A screen capture from a Youtube video showing the surprising power effect of static electricity. Voltages like this could set any flammable solvent in an ultrasonic tank on fire

The short answer almost always is, NO, don’t do this. It can be extremely dangerous. YouTube has a number of videos showing people cleaning parts in ultrasonic machines filled with IPA alcohol. Here at MicroCare we always are amazed at this. It is absolutely not an acceptable industrial process.

Some people use IPA alcohol or “white spirits” in ultrasonic tanks to get better cleaning. This is a very dangerous choice and is not recommended. Why? Because when an ultrasonic transducer fails, it will shoot all of it’s electrical energy out of the transducer and into the cleaning fluid. If this is a flammable liquid you end up with a really nasty fireball. So if you must use ultrasonics, you must use a nonflammable solvent, and the only one that’s widely accepted for single-sump ultrasonic degreasing is water and soap.

Another risk stems from the vapors that can accumulate over an ultrasonic tank. Ultrasonic agitation heats the cleaning fluid and creates vapors above the surface of the liquid and over the machine.
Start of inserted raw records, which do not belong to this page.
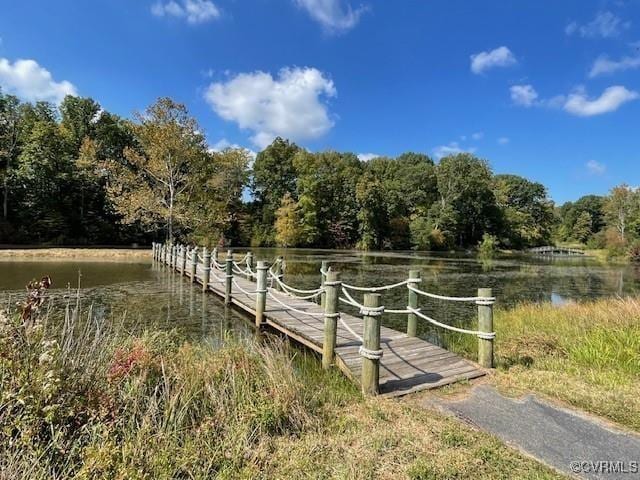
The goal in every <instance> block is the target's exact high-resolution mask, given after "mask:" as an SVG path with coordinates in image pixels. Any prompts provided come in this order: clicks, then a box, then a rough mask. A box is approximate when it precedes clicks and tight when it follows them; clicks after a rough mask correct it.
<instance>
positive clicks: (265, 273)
mask: <svg viewBox="0 0 640 480" xmlns="http://www.w3.org/2000/svg"><path fill="white" fill-rule="evenodd" d="M268 271H269V263H268V262H263V261H259V262H258V266H257V267H256V327H258V328H259V327H260V325H262V323H263V322H264V310H265V308H266V307H267V272H268Z"/></svg>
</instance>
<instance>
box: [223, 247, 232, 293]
mask: <svg viewBox="0 0 640 480" xmlns="http://www.w3.org/2000/svg"><path fill="white" fill-rule="evenodd" d="M225 273H226V275H225V289H224V303H225V304H226V305H231V282H232V280H233V252H232V251H231V250H228V251H227V258H226V262H225Z"/></svg>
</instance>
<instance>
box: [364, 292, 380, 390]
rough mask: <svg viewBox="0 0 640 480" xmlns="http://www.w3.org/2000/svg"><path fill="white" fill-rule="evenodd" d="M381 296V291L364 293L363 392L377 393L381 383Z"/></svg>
mask: <svg viewBox="0 0 640 480" xmlns="http://www.w3.org/2000/svg"><path fill="white" fill-rule="evenodd" d="M380 298H381V295H380V294H379V293H365V294H364V307H365V311H364V312H363V313H364V318H363V320H364V336H363V342H362V347H360V355H362V393H364V394H365V395H377V394H378V386H379V383H380V359H381V358H382V350H381V349H380V316H381V315H382V312H381V311H380Z"/></svg>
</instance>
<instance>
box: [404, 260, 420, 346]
mask: <svg viewBox="0 0 640 480" xmlns="http://www.w3.org/2000/svg"><path fill="white" fill-rule="evenodd" d="M412 280H413V281H412ZM416 280H417V281H416ZM419 283H420V270H409V283H408V285H411V286H414V287H415V286H416V285H417V284H419ZM407 305H408V306H409V307H411V308H415V309H417V308H418V294H417V293H416V292H414V291H412V290H409V298H408V303H407ZM417 331H418V316H417V315H416V314H415V313H409V314H407V335H409V336H410V337H415V336H416V334H417Z"/></svg>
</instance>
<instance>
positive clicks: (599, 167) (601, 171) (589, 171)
mask: <svg viewBox="0 0 640 480" xmlns="http://www.w3.org/2000/svg"><path fill="white" fill-rule="evenodd" d="M585 166H586V167H587V171H588V172H589V173H590V174H591V175H598V176H599V175H604V173H605V172H606V171H607V167H606V165H604V164H603V163H600V162H597V161H596V160H589V161H588V162H587V163H586V164H585Z"/></svg>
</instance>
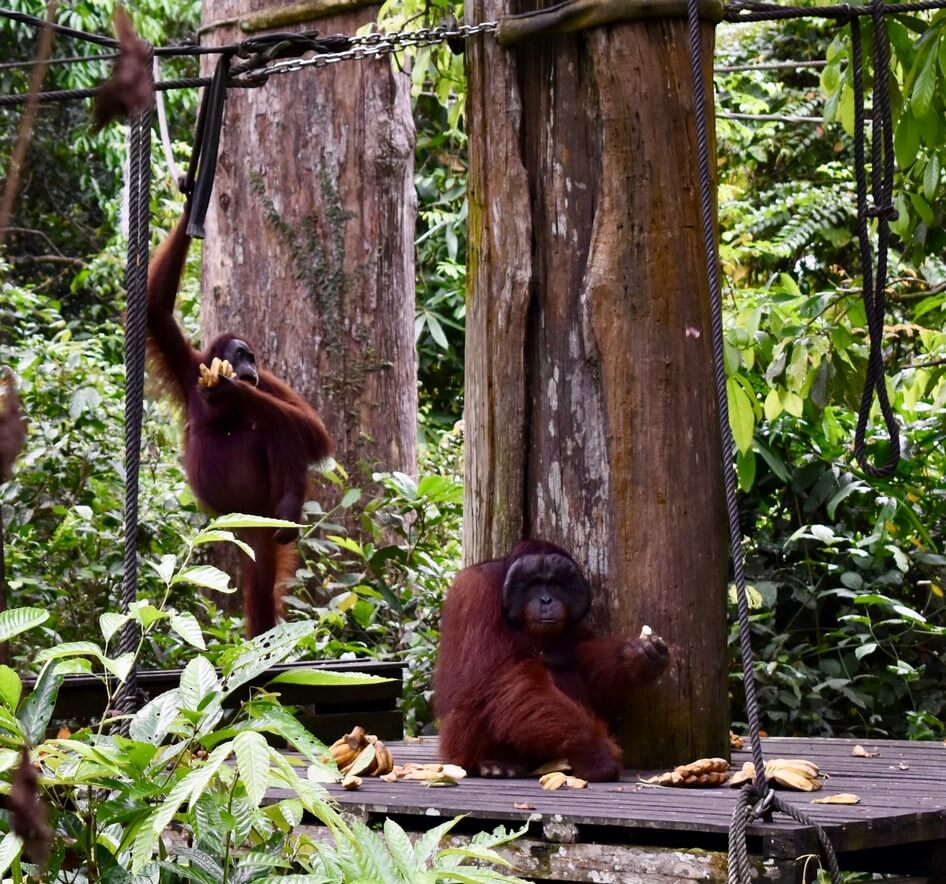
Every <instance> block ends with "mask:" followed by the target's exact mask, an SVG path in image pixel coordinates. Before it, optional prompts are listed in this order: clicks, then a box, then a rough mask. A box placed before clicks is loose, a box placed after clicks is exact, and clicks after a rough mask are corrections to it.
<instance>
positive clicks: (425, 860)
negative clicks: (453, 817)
mask: <svg viewBox="0 0 946 884" xmlns="http://www.w3.org/2000/svg"><path fill="white" fill-rule="evenodd" d="M460 820H461V817H454V818H453V819H452V820H447V821H446V822H445V823H441V824H440V825H439V826H435V827H434V828H433V829H429V830H428V831H426V832H424V834H423V835H421V836H420V838H418V839H417V841H415V842H414V856H415V858H416V860H417V865H418V866H419V867H420V868H423V867H424V865H425V864H426V863H427V862H428V860H429V859H430V858H431V856H433V853H434V851H435V850H436V849H437V845H438V844H440V842H441V841H443V839H444V837H445V836H446V834H447V832H449V831H450V830H451V829H452V828H453V827H454V826H455V825H456V824H457V823H458V822H459V821H460Z"/></svg>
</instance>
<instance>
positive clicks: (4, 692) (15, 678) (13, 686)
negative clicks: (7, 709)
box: [0, 666, 23, 710]
mask: <svg viewBox="0 0 946 884" xmlns="http://www.w3.org/2000/svg"><path fill="white" fill-rule="evenodd" d="M22 693H23V682H21V681H20V676H19V675H17V674H16V672H15V671H14V670H12V669H11V668H10V667H9V666H0V703H2V704H3V705H4V706H6V707H7V709H10V710H15V709H16V707H17V704H18V703H19V702H20V695H21V694H22Z"/></svg>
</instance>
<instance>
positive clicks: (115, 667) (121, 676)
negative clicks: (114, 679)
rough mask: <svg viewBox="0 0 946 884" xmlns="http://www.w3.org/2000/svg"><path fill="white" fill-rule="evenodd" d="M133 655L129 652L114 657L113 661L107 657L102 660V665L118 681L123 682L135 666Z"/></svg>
mask: <svg viewBox="0 0 946 884" xmlns="http://www.w3.org/2000/svg"><path fill="white" fill-rule="evenodd" d="M135 656H136V655H135V654H133V653H131V652H129V653H127V654H122V655H121V656H120V657H116V658H115V659H114V660H113V659H111V658H109V657H103V658H102V665H103V666H104V667H105V668H106V669H107V670H108V671H109V672H111V673H112V675H114V676H115V678H117V679H118V680H119V681H121V682H124V681H125V679H126V678H128V673H129V672H131V668H132V666H134V665H135Z"/></svg>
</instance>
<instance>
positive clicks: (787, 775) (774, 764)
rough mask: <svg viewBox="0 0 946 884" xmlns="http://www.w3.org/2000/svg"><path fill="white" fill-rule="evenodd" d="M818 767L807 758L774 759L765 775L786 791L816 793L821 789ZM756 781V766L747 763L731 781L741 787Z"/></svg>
mask: <svg viewBox="0 0 946 884" xmlns="http://www.w3.org/2000/svg"><path fill="white" fill-rule="evenodd" d="M819 773H820V772H819V770H818V765H817V764H815V763H814V762H812V761H808V759H806V758H773V759H771V760H770V761H766V763H765V775H766V777H767V778H768V779H770V780H773V781H774V782H776V783H777V784H778V785H780V786H784V787H785V788H786V789H796V790H797V791H799V792H816V791H817V790H818V789H820V788H821V786H822V783H821V780H820V779H819ZM752 779H755V765H754V764H753V763H752V762H751V761H747V762H746V763H745V764H743V766H742V770H741V771H739V773H737V774H735V775H734V776H733V778H732V779H731V780H730V785H733V786H741V785H742V784H743V783H745V782H747V781H748V780H752Z"/></svg>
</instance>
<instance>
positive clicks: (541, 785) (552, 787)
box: [539, 770, 568, 792]
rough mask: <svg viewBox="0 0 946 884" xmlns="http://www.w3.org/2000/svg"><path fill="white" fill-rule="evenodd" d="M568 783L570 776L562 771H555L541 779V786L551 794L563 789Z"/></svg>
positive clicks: (545, 774) (541, 776)
mask: <svg viewBox="0 0 946 884" xmlns="http://www.w3.org/2000/svg"><path fill="white" fill-rule="evenodd" d="M566 782H568V776H567V775H566V774H563V773H562V772H561V771H560V770H553V771H552V772H551V773H547V774H543V775H542V776H541V777H539V785H540V786H541V787H542V788H543V789H545V790H547V791H549V792H551V791H553V790H554V789H561V788H562V786H564V785H565V783H566Z"/></svg>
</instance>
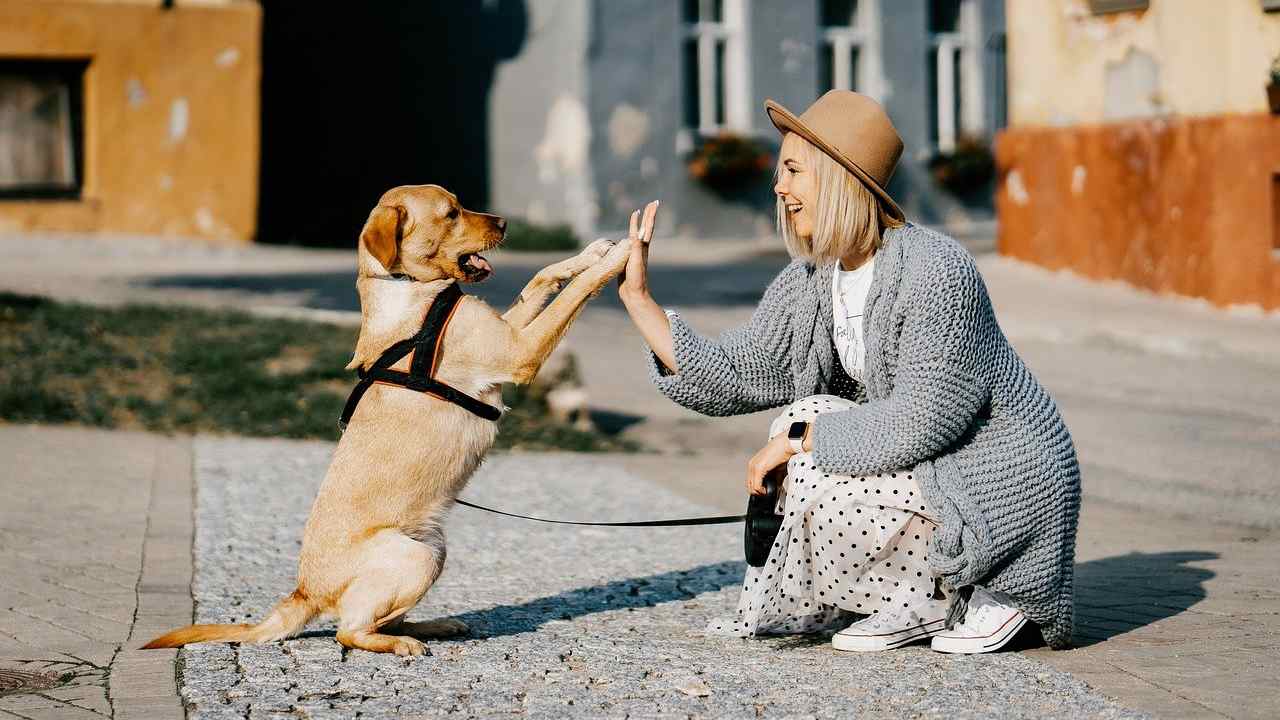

If the machine is not completely and properly ground, a tiny spark of static electricity can ignite those highly-oxygenated vapors. Again, fireballs are consider poor work-place hygiene. Take a look at these college kids who are able to toast bread with the the spark from static electricity. If you think static isn’t a factor in your factory, then you haven’t looked.

The one exception would be a vapor degreaser or an ultrasonic tank specifically engineered for flammable solvents. These can be expensive but extremely effective.

If your company really needs to get these parts properly and consistently cleaned, vapor degreasing with a modern, nonflammable solvent might be a better choice for you. Vapor degreasing approaches the problem completely differently and generally produces clean parts at the lowest cost per-part-cleaned.